The quadratic formula is a powerful tool for solving quadratic equations of the form \(ax^2 + bx + c = 0\). Using the formula, you can find the roots of any quadratic equation. The formula is \[ x = \frac{-b \pm \sqrt{b^2 - 4ac}}{2a} \]. It involves substituting the coefficients \(a\), \(b\), and \(c\) into the formula and solving for \(x\). Let's break it down step-by-step:

• Identify the coefficients: \(a\), \(b\), and \(c\).
• Compute the value under the square root (discriminant) \(b^2 - 4ac\).
• Calculate the values of \(x\) using the formula.

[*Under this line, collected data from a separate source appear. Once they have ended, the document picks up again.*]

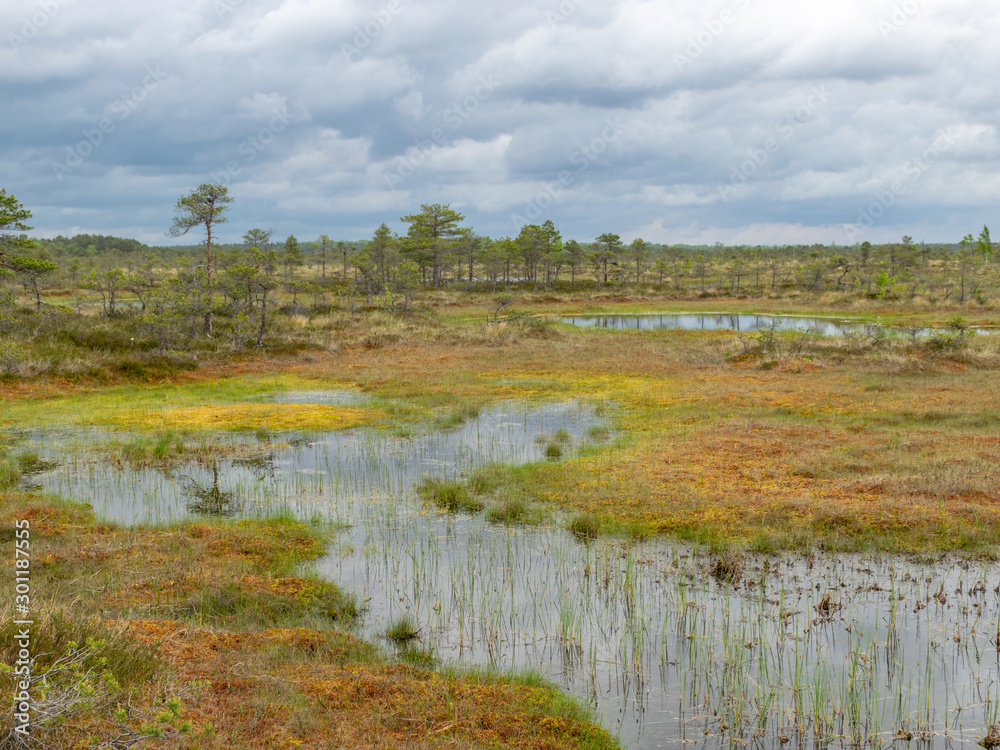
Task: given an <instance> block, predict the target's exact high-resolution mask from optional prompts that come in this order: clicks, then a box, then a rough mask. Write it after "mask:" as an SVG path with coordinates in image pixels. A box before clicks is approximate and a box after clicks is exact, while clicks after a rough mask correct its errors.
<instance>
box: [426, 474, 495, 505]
mask: <svg viewBox="0 0 1000 750" xmlns="http://www.w3.org/2000/svg"><path fill="white" fill-rule="evenodd" d="M417 494H418V495H419V496H420V498H421V499H422V500H423V501H424V502H429V503H433V504H434V505H437V506H438V507H439V508H443V509H445V510H447V511H449V512H451V513H458V512H459V511H465V512H467V513H476V512H478V511H481V510H482V509H483V508H484V507H485V506H484V504H483V502H482V501H481V500H479V499H477V498H475V497H473V496H472V494H471V493H470V492H469V490H468V488H467V487H466V486H465V485H464V484H462V483H461V482H456V481H454V480H450V479H435V478H433V477H428V478H426V479H424V480H423V481H422V482H421V483H420V484H419V485H417Z"/></svg>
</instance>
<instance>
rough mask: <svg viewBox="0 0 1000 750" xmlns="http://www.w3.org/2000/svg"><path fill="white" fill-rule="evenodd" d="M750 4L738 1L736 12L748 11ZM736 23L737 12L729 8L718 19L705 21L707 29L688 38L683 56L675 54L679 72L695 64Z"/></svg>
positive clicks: (674, 57)
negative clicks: (679, 70) (746, 10)
mask: <svg viewBox="0 0 1000 750" xmlns="http://www.w3.org/2000/svg"><path fill="white" fill-rule="evenodd" d="M750 3H751V0H736V10H746V9H747V8H749V7H750ZM734 23H736V12H735V11H734V10H732V9H729V8H727V9H726V10H724V11H722V12H721V13H720V14H719V16H718V17H717V18H712V19H709V20H707V21H703V22H702V26H704V27H705V28H704V29H702V30H701V31H699V32H698V33H697V34H691V35H689V36H688V38H687V46H686V47H685V48H684V52H683V54H682V53H680V52H675V53H674V65H676V66H677V70H684V68H686V67H687V66H688V65H691V64H692V63H694V61H695V60H697V59H698V58H699V57H701V55H702V53H703V52H704V51H705V50H706V49H708V48H709V47H711V46H712V45H713V44H715V40H716V39H718V38H719V37H720V36H722V35H723V33H725V31H726V29H727V28H728V27H729V26H731V25H733V24H734Z"/></svg>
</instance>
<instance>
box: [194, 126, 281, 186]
mask: <svg viewBox="0 0 1000 750" xmlns="http://www.w3.org/2000/svg"><path fill="white" fill-rule="evenodd" d="M294 119H295V118H294V117H292V116H291V115H290V114H289V113H288V109H287V107H286V108H283V109H282V110H280V111H279V110H277V109H274V110H272V111H271V119H270V120H269V121H268V124H267V125H265V126H264V127H262V128H260V129H259V130H258V131H257V132H256V133H253V134H251V135H249V136H247V137H246V138H244V139H243V141H242V142H241V143H240V145H239V146H237V147H236V153H237V154H239V155H240V156H242V157H243V159H242V160H237V159H232V160H230V161H228V162H226V164H225V166H224V167H222V168H221V169H216V170H214V171H213V172H211V175H210V176H211V179H210V182H213V183H215V184H218V185H226V186H228V185H229V184H230V183H231V182H232V181H233V178H234V177H238V176H239V175H240V173H242V172H243V170H244V168H245V167H246V166H247V165H249V164H252V163H253V162H254V161H256V160H257V157H258V156H259V155H260V153H261V152H262V151H264V149H266V148H267V147H268V146H270V145H271V144H272V143H274V139H275V138H277V136H278V134H279V133H281V132H283V131H284V129H285V128H287V127H288V126H289V125H290V124H291V123H292V121H293V120H294Z"/></svg>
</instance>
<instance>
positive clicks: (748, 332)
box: [562, 313, 991, 336]
mask: <svg viewBox="0 0 1000 750" xmlns="http://www.w3.org/2000/svg"><path fill="white" fill-rule="evenodd" d="M562 322H563V323H568V324H570V325H574V326H578V327H580V328H610V329H613V330H635V331H656V330H681V331H738V332H744V333H750V332H753V331H760V330H762V329H765V328H773V329H775V330H778V331H800V332H802V333H805V332H812V333H816V334H818V335H820V336H843V335H844V334H850V333H853V332H857V331H859V330H862V329H864V328H865V326H866V325H868V326H871V325H876V324H871V323H869V324H866V323H863V322H859V321H856V320H855V321H851V320H838V319H834V318H810V317H799V316H796V315H756V314H753V313H641V314H636V315H573V316H567V317H564V318H562ZM879 327H881V328H883V329H885V330H886V331H887V332H888V333H890V334H898V335H903V334H908V333H910V332H911V331H912V333H914V334H915V335H919V336H929V335H931V334H933V333H934V332H935V331H936V330H937V331H939V332H940V330H941V329H934V328H916V329H904V328H902V327H893V326H879ZM971 330H975V332H976V333H990V332H991V329H984V328H976V329H971Z"/></svg>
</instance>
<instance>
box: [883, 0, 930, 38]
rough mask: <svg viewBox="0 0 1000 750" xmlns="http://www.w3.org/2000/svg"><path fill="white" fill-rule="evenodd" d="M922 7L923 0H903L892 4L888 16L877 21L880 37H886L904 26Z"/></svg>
mask: <svg viewBox="0 0 1000 750" xmlns="http://www.w3.org/2000/svg"><path fill="white" fill-rule="evenodd" d="M922 7H923V0H903V2H901V3H897V4H896V5H893V6H892V13H891V14H890V15H889V17H888V18H883V19H881V20H880V21H879V22H878V30H879V31H880V32H882V38H883V39H888V38H889V37H890V36H892V35H893V34H895V33H896V32H897V31H899V30H900V29H902V28H903V27H904V26H906V24H908V23H909V22H910V19H911V18H913V17H914V16H915V15H916V14H917V13H918V12H919V11H920V9H921V8H922Z"/></svg>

The quadratic formula can be very handy, especially when factoring is difficult or impossible.

Real Solutions

In dealing with quadratic equations, you may encounter different types of solutions based on the discriminant (\(b^2 - 4ac\)). The solutions can be real or complex. Real solutions occur when the discriminant is non-negative (\(b^2 - 4ac \geq 0\)). When the discriminant is positive, you get two distinct real solutions:

• If the discriminant is zero, there is exactly one real solution, which is known as a repeated or double root.
• If the discriminant is negative, no real solutions exist; instead, you have complex solutions.

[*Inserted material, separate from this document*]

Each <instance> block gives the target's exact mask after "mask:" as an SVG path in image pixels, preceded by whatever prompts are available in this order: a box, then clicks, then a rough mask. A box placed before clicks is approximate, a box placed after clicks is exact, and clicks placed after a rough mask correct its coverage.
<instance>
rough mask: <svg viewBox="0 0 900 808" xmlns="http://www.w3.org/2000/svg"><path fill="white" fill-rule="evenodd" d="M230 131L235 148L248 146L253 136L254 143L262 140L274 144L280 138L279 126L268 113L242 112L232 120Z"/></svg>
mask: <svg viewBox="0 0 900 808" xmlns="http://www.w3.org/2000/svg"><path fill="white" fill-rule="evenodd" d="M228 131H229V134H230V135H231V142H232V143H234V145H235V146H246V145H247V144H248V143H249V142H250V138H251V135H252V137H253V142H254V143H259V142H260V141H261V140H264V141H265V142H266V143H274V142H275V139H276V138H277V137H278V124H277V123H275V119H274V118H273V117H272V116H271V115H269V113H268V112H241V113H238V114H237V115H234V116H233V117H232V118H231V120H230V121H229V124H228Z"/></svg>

For the equation in our exercise, the discriminant \(16 - 8 = 8\) is positive, which means we have two distinct real solutions.

Substitution Method

When dealing with equations that are not easily recognizable as quadratic forms, the substitution method is very useful. The substitution method involves introducing a new variable to simplify the equation. For example, in our exercise, we used the substitution \(y = x^{1/2}\). This transforms the original equation into a quadratic one in terms of \(y\):

• First, solve for \(y\) using the quadratic formula.
• Once you have the solutions for \(y\), substitute back to find the values for the original variable \(x\).

This approach often simplifies the process and avoids more complex algebraic manipulations.

Square Roots

Working with square roots is crucial when solving quadratic equations, especially when simplifying the results from the quadratic formula. The square root function, \(\sqrt{x}\), gives us a number which, when squared, returns the original value.
Consider the simplification step in our exercise, where we encountered the expression \(\frac{4 \pm 2\sqrt{2}}{2}\). This reduces to \(2 \pm \sqrt{2}\). When dealing with roots, always remember:

• Simplify the expression wherever possible.
• Perform any necessary arithmetic operations under the root before division or multiplication.

Once simplified, substitute back into the original variable, as demonstrated. Working with square roots can seem tricky, but with practice, it becomes a straightforward process.